Children's fractures are distinct from adult fractures because of the plasticity of immature bone and the presence of the physis (growth plate). Three injury groups dominate final-year orthopaedic assessment. Supracondylar humerus fractures (most common in 5-8 year olds, extension type) must trigger immediate neurovascular assessment: AIN (OK sign) for median nerve, brachial artery status (a pink pulseless hand requires urgent exploration), and signs of compartment syndrome (pain on passive finger extension is the earliest sign). Gartland classification (I: non-displaced; II: hinged; III: completely displaced) guides management from conservative to closed reduction plus K-wire fixation plus open exploration. Forearm fractures include greenstick (incomplete, plastic deformity -- the intact cortex must be broken for full reduction), both-bones fractures (closed reduction for age <10; ESIN for older children), and pulled elbow (annular ligament subluxation from traction -- reduced by hyperpronation or supination-flexion, no immobilisation needed).
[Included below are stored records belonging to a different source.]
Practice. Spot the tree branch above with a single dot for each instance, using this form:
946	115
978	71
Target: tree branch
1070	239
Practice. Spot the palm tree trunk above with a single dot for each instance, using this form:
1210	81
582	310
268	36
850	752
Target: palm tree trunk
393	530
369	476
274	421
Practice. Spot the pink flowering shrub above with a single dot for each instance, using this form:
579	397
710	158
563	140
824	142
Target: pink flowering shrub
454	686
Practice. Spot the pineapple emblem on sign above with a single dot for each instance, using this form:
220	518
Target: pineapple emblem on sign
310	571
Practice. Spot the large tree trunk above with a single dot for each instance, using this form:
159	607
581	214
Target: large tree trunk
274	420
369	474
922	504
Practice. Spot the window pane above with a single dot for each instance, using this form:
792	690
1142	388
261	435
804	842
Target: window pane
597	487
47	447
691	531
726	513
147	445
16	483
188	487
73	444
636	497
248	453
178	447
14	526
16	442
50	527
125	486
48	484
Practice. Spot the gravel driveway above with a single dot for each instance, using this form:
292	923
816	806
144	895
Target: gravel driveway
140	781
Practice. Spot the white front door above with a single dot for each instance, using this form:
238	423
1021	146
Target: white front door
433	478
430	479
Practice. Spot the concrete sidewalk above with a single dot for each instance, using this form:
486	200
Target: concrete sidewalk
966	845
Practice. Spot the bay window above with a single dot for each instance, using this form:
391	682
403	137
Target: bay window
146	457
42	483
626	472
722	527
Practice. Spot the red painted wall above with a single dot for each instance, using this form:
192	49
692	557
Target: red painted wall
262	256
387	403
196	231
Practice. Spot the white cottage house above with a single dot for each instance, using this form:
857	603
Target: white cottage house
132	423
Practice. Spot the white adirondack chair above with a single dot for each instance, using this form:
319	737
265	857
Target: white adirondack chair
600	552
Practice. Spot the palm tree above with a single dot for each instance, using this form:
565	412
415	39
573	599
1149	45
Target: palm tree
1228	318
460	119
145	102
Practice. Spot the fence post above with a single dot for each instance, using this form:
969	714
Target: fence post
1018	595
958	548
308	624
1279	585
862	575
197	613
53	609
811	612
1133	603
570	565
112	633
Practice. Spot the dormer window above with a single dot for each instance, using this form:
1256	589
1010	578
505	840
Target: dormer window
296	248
Salter-Harris physeal injuries (SALTR mnemonic: I = straight through physis; II = Above-metaphyseal fragment, most common, excellent prognosis; III = Lower-epiphyseal, intra-articular, needs ORIF; IV = Through all layers, always ORIF; V = Rammed compression, worst prognosis, normal initial X-ray). Types III and IV require anatomical reduction to prevent physeal bar formation and growth arrest.

REFLECT

Think about the 6-year-old in the clinical scenario at the start of this module. He has a weak radial pulse, pain on passive finger extension, and pale fingers after a supracondylar fracture. How would you sequence your clinical assessment and management from the emergency department to the operating theatre? At what point would you call the on-call vascular surgeon? And if the parents ask 'will his arm grow normally?', what would you tell them about nerve recovery versus growth prognosis in this specific fracture type -- and how would the presence of a physeal injury in the same limb change that conversation?